What is the Keptn Lifecycle Toolkit?

Keptn is an event-driven framework that utilizes CloudEvents to communicate with different tools for specific events, for example, testing.

Giulia Di Pietro

Giulia Di Pietro

Feb 20, 2023

This episode and blog post of Is It Observable is dedicated to a CNCF project you may already know about: Keptn. Mainly, I'll talk about the Keptn Lifecycle Toolkit and introduce the following topics:

  • The challenges we face when deploying applications in Kubernetes.

  • What the Keptn Lifecycle Toolkit is.

  • Which CRDs it adds to your cluster.

  • How to create pre and post-checks.

  • What observability data Keptn provides out of the box.

As usual, I’ll wrap up the episode with a tutorial that shows you how to get started with Keptn.

Deploying applications in Kubernetes

Do you remember how we used to manage deployments a few years back?

First, we used to handle only one or two releases per year while working in the same Git or SVN repository. Code would be built and deployed to ship it into the infrastructure, and we would run tests to tune the environment and adjust its size there.

Nowadays, we're more Agile. Every team is in charge of a component or a microservice, so everyone has their repository with their own validation set. Deployments are separate from component to component, but we need to run validation when integrating them and figure out the right autoscaling policy and observability.

When deploying an application in Kubernetes, you must create one deployment file per microservice. This deployment file includes the following:

  • One or several containers.

  • A health probe that Kubernetes will use to route the traffic to the right pod.

  • A readiness probe to let Kubernetes determine if your pod is running.

  • The number of required replicas.

  • A Kubernetes service for the network layer.

In the end, Kubernetes will automatically check if the required objects used by your workload are already deployed. Once the container is created and started, Kubernetes will interact with the readiness probe and the health probe to update your service's state and network route.

Since Kubernetes has no notion of application or dependency, if you deploy a pod that requires a specific database and this one hasn’t been deployed, it will crash. After repeated crashes, you'll get the error: crashloopbackoff.

The correct deployment sequence is crucial to avoid this from happening. You can also run tests within your CI/CD process to validate the deployment with tools like:

  • Jenkins

  • GitHub Actions

  • Gitlab

  • AzureDevOps

  • Spinnaker

  • ArgoCD

  • And more.

Most CI/CD solutions allow you to build tasks that interact with one of your tools for deployment, security scans, tests, and more. Integrations may already exist within the tooling, but sometimes you need to build your own.

Consequently, once you have created a reliable pipeline, you usually copy pieces of your pipeline to reuse them in other project pipelines. After some time, you realize that this copy-pasted piece is in most of our pipeline.

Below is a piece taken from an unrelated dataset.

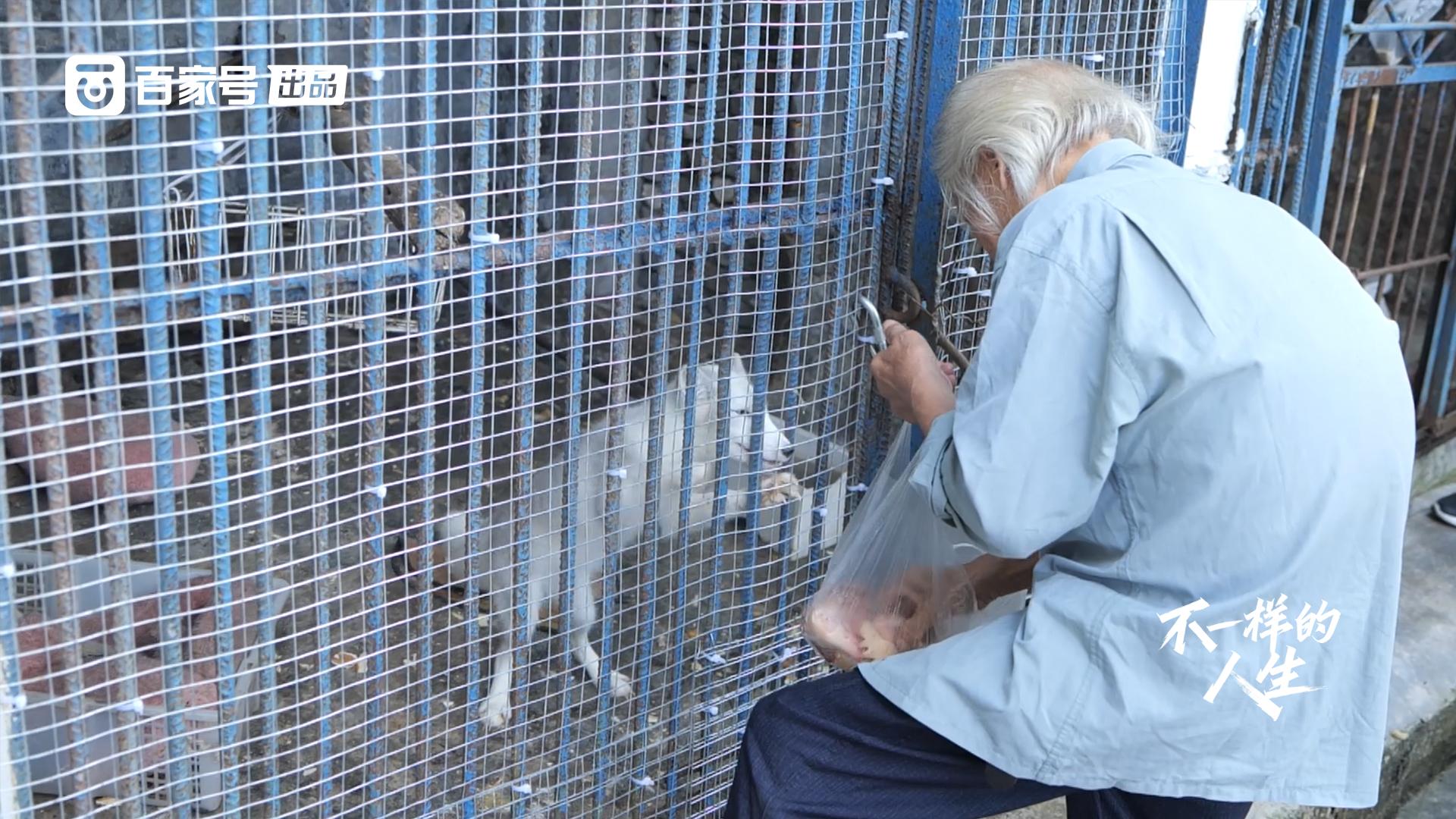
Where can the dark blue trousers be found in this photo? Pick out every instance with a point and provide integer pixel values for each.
(833, 748)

It becomes an issue when you change tooling because you need to update all your pipelines for your organization.

And thus, Keptn was created.

Keptn is an event-driven framework that utilizes CloudEvents to communicate with different tools for specific events, for example, testing. If you need to change a tool, you can just subscribe to the new one to Keptn. You can also use Keptn for its quality gates feature, which evaluates the success of a task based on SRE methodology. And it provides production use cases to manage your remediation or canary releases.

Several months ago, Keptn released an LTS version, v1.0. Currently, the official release is 1.1.0.

The Keptn team tries to make onboarding easier and faster for cloud-native applications. So they decided to create the Keptn Lifecycle Toolkit, designed for applications running in a Kubernetes cluster. Let’s have a look at this tool in more detail.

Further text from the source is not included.